Delentz Pierre

Personal information
- Date of birth: November 16, 2000 (age 25)
- Place of birth: Fort Lauderdale, Florida, United States
- Height: 6 ft 1 in (1.85 m)
- Position: Defender

Team information
- Current team: FC Tulsa
- Number: 4

Youth career
- 2015–2019: Real Salt Lake

College career
- Years: Team / Apps / (Gls)
- 2019–2022: Portland Pilots / 48 / (4)

Senior career*
- Years: Team / Apps / (Gls)
- 2019: Real Monarchs / 4 / (0)
- 2023–2024: Real Salt Lake / 0 / (0)
- 2023: Real Monarchs / 14 / (1)
- 2023: → Colorado Springs Switchbacks (loan) / 6 / (0)
- 2024: → Colorado Springs Switchbacks (loan) / 20 / (2)
- 2025–: FC Tulsa / 22 / (0)

International career
- 2018: Haiti U20 / 2 / (1)

= Delentz Pierre =

Haitian footballer (born 2000)

Delentz Pierre (born November 16, 2000) is a footballer who plays as a defender for USL Championship club FC Tulsa. Born in the United States, he has represented Haiti at youth level.

== Career ==
Pierre has been part of the Real Salt Lake academy setup since 2015, and appeared for their USL Championship side Real Monarchs in 2019.
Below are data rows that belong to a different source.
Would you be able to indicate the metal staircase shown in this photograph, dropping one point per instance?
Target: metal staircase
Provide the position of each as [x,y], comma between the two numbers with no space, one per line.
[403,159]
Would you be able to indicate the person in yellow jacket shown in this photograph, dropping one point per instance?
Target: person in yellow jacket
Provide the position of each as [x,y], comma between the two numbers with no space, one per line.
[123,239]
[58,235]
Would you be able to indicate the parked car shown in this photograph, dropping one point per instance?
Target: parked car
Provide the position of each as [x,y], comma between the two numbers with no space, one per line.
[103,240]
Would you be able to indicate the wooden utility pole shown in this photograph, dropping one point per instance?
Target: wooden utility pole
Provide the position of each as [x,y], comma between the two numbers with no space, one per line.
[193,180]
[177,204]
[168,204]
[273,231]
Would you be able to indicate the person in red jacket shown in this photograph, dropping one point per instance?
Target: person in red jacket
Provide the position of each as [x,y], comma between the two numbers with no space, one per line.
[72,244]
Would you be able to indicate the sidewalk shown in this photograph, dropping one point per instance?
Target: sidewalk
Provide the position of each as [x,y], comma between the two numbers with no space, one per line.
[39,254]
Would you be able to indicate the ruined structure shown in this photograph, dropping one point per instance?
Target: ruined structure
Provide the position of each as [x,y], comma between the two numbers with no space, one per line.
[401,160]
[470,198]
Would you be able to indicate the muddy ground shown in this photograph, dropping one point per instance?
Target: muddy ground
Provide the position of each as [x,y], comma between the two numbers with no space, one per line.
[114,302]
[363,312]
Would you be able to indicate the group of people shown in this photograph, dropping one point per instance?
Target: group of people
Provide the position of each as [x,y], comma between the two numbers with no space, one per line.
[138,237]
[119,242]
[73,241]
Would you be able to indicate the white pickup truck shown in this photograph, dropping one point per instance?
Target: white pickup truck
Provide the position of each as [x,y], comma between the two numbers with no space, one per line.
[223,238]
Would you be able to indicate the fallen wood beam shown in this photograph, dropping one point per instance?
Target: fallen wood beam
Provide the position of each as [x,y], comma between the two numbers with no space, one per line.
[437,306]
From late 2019, Pierre has committed to playing college soccer at the University of Portland.

Pierre helped Colorado Springs Switchbacks to a league title while on loan from Real Salt Lake during the 2024 USL Championship season.

In January 2025, Pierre signed with USL Championship side FC Tulsa.